Our Nonprofits Collaborate for Greater Impact!
The past few months have been busy for St. Croix Foundation’s Nonprofit Consortium as we continue to build capacity around our Nonprofit Consortium for 2022! To date, members of the Consortium have convened six times to plan this summer’s activities, which include another town hall series, a professional development series, and an A-Political Forum. As outlined in our last report, the Foundation’s goal for this year is focused on identifying new funding opportunities for capacity building for our civic sector. As local and federal recovery dollars from the 2017 hurricanes begin to flow into the community, building voice and power rooted in community is crucial to advancing the wellbeing of every resident.

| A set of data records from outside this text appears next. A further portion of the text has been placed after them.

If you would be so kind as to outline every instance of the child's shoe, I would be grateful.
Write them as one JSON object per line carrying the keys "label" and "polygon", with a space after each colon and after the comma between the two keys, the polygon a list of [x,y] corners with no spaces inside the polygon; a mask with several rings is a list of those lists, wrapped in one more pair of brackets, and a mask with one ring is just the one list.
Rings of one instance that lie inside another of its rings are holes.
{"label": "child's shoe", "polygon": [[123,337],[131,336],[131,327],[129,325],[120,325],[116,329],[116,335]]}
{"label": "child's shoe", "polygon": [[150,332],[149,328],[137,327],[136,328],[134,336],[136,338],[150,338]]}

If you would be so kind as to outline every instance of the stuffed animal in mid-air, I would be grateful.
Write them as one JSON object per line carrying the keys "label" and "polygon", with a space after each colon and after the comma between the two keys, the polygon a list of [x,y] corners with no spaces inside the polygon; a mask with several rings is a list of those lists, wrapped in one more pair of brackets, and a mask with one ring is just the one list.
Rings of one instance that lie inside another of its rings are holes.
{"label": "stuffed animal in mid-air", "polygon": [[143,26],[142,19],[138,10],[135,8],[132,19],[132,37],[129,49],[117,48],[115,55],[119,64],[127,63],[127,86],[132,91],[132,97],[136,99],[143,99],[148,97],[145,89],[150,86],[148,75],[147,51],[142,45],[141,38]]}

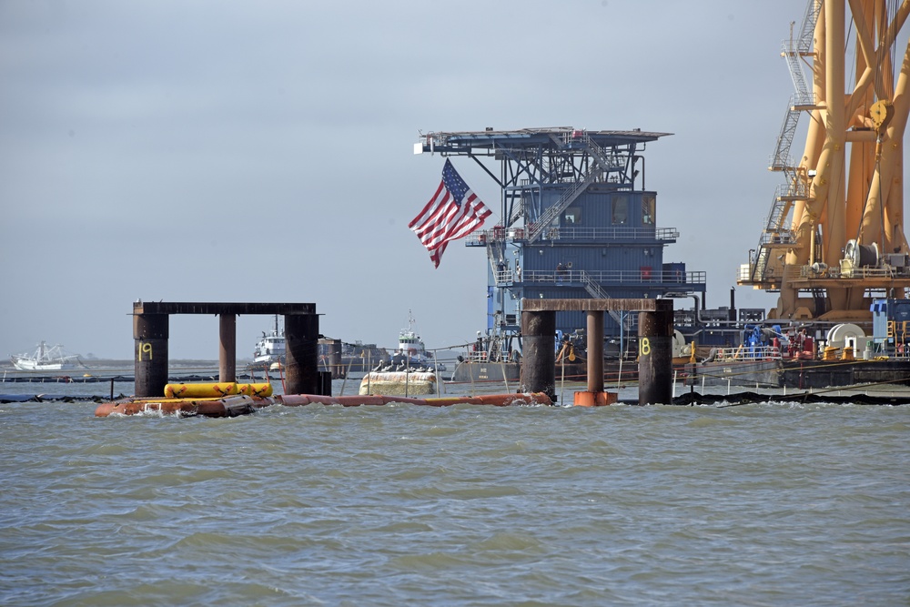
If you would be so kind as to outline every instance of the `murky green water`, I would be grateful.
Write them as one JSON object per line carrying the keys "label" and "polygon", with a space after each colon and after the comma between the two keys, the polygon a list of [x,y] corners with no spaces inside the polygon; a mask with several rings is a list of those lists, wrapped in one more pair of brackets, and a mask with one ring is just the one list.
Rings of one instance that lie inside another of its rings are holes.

With thanks to all of the nonprofits, national partners, and of course, GlobalGiving, today the Nonprofit Consortium is a bonafide community asset!
Meet the 2022 Nonprofit Consortium!
St. Croix Foundation is pleased to introduce our family at GlobalGiving to the members of our Nonprofit Consortium. As a body, members of the Consortium pledge to collaborate within and across sectors, engage in convenings and workshops, and work toward a unified vision for St. Croix. Our members to date are diverse and represent all four sectors of our civil society!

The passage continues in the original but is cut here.